Surgical instruments, implants, prostheses, diagnostic equipment parts, etc.

These parts are directly related to the life safety of patients, so they need to have good biocompatibility, high cleanliness and high precision.

(3) Automobile manufacturing:

Engine cylinder, gearbox gear, steering system parts, sensor housing, etc.

With the development of the automobile industry, the demand for precision machining parts is also increasing, such as lightweight, high precision, high reliability, etc.

(4) Electronic communication:

Mobile phone housing, connector, heat sink, semiconductor device, etc.

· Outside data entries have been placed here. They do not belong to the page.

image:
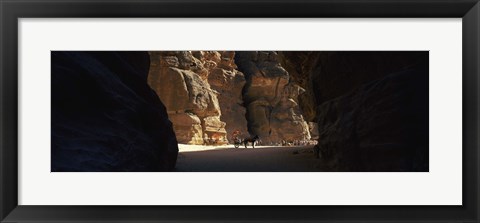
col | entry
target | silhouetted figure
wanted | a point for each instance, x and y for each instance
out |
(250, 139)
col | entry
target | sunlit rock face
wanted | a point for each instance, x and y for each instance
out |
(271, 98)
(371, 107)
(182, 81)
(228, 82)
(105, 117)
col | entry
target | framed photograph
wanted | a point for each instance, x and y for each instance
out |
(255, 111)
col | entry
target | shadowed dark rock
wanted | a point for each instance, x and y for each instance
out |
(380, 126)
(105, 117)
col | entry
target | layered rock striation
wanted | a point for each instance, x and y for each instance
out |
(271, 98)
(193, 85)
(371, 107)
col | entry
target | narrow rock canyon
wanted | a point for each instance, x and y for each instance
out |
(128, 111)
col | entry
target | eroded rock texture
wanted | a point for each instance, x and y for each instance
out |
(271, 98)
(371, 107)
(195, 87)
(105, 117)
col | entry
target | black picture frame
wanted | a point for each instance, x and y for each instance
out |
(11, 10)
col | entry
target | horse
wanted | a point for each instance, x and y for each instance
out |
(250, 139)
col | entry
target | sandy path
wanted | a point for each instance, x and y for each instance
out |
(260, 159)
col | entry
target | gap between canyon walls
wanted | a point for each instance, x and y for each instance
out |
(208, 96)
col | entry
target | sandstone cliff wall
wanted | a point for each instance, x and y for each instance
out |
(371, 107)
(201, 91)
(271, 98)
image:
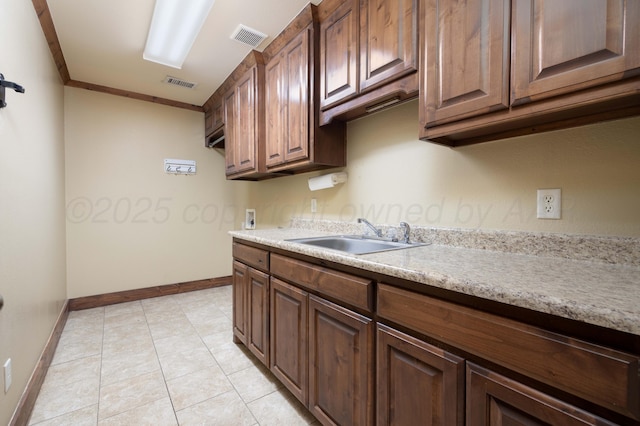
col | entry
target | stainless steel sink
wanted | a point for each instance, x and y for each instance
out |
(354, 244)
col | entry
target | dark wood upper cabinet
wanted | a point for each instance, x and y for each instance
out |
(294, 141)
(568, 45)
(465, 59)
(339, 58)
(244, 119)
(493, 69)
(368, 56)
(388, 40)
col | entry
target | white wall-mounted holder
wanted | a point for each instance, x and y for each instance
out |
(250, 219)
(179, 167)
(327, 181)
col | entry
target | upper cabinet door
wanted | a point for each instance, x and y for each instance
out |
(287, 100)
(339, 54)
(465, 59)
(276, 110)
(297, 60)
(568, 45)
(231, 142)
(388, 40)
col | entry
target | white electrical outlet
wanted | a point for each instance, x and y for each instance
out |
(250, 219)
(549, 203)
(7, 375)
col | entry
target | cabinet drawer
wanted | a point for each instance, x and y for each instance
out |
(606, 377)
(347, 288)
(251, 256)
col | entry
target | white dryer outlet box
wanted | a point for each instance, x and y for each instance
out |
(549, 203)
(7, 375)
(250, 219)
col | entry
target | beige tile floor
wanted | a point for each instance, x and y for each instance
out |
(163, 361)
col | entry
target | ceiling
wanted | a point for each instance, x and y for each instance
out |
(102, 43)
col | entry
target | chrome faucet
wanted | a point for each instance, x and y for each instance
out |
(407, 230)
(373, 228)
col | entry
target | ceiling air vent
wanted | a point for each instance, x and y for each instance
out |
(177, 82)
(247, 35)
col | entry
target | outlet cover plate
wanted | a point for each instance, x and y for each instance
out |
(549, 203)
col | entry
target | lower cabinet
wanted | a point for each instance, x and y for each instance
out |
(417, 383)
(493, 399)
(251, 309)
(322, 353)
(356, 352)
(289, 337)
(340, 364)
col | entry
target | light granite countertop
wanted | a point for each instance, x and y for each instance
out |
(595, 292)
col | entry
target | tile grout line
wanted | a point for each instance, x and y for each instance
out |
(164, 378)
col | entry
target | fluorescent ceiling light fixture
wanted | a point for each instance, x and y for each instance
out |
(174, 27)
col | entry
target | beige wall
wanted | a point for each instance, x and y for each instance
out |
(32, 224)
(129, 224)
(395, 177)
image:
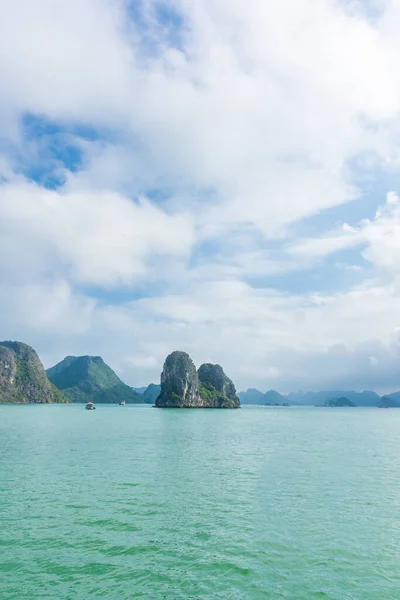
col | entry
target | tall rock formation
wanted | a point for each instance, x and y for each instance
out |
(179, 383)
(216, 389)
(183, 387)
(22, 376)
(88, 378)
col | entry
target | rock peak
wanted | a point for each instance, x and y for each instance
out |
(184, 387)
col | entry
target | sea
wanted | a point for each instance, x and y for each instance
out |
(261, 503)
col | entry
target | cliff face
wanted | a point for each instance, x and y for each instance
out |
(216, 388)
(89, 378)
(22, 376)
(183, 387)
(179, 383)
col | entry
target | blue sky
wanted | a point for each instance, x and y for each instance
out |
(217, 177)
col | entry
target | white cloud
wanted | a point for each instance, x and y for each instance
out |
(96, 238)
(249, 125)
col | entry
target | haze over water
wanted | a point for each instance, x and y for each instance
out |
(255, 504)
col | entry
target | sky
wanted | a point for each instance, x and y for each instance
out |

The demand for precision machining parts in electronic communication equipment is mainly concentrated in high precision, miniaturization and high reliability.

(5) Optical instruments:

Lens, prism, reflector, laser parts, etc.

The demand for precision machining parts in optical instruments is mainly concentrated in high precision, high surface finish and low defect rate.

(6) Chemical industry:

Valves, pump bodies, seals, reactor parts, etc.

Although the demand for precision machining in the chemical industry is relatively low, some key parts still require high-precision machining, such as corrosion resistance, high temperature resistance, high pressure resistance, high sealing, etc.

5.Conclusion

By understanding the design, material selection, processing technology and quality control process of precision machined parts, we can have a deeper understanding of this complex and high-precision manufacturing process. With the advancement of science and technology, precision machining technology will continue to break through the limits and provide better quality and more reliable parts for all walks of life.